Esta situación ha resultado en un retroceso para la izquierda, que perdió respaldo tanto a nivel popular como entre ciertos sectores políticos y económicos. A pesar de que las promesas de cambio y de mejorar la vida de las clases más desfavorecidas siguen siendo populares, la forma en que se intentó llevar a cabo ese cambio por parte del anterior gobierno resultó en una serie de fracasos y divisiones profundas en la sociedad.

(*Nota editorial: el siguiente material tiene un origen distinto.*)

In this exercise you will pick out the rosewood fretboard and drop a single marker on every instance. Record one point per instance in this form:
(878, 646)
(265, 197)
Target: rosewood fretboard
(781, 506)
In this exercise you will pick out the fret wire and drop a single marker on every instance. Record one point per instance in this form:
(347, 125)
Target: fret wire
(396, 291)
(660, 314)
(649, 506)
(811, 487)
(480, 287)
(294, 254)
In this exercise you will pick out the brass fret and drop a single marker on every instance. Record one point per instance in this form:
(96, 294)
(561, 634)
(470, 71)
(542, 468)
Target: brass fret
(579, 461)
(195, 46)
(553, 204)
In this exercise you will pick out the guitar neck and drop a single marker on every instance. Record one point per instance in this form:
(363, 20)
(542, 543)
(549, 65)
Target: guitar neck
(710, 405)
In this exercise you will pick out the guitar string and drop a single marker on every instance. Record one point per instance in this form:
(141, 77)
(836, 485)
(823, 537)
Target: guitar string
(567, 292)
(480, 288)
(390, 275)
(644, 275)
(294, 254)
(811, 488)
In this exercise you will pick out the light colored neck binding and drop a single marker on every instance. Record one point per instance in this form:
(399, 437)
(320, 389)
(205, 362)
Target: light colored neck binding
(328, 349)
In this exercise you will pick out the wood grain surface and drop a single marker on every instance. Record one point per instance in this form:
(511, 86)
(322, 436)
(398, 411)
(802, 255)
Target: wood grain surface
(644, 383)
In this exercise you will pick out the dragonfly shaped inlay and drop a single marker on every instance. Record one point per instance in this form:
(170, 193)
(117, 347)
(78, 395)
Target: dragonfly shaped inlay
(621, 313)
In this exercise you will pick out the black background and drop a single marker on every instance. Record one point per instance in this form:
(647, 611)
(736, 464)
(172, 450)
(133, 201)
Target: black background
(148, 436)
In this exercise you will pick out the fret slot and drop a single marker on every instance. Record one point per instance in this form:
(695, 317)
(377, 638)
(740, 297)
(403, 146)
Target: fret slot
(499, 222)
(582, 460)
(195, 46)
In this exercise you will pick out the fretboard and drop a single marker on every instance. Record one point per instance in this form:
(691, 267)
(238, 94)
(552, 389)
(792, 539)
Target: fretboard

En consecuencia, hoy día se observa una recomposición de la política peruana, con la derecha consolidándose y la izquierda tratando de reorganizarse para recuperar la confianza de un electorado que cada vez es más escéptico respecto a los proyectos políticos de cambio radical. Sin embargo, los problemas estructurales del país —como la pobreza, la corrupción, la informalidad y la desigualdad— siguen vigentes, lo que deja abierta la puerta a que, en el futuro, se retome el debate sobre la importancia de un cambio profundo en las políticas públicas, pero siempre dentro de los límites democráticos.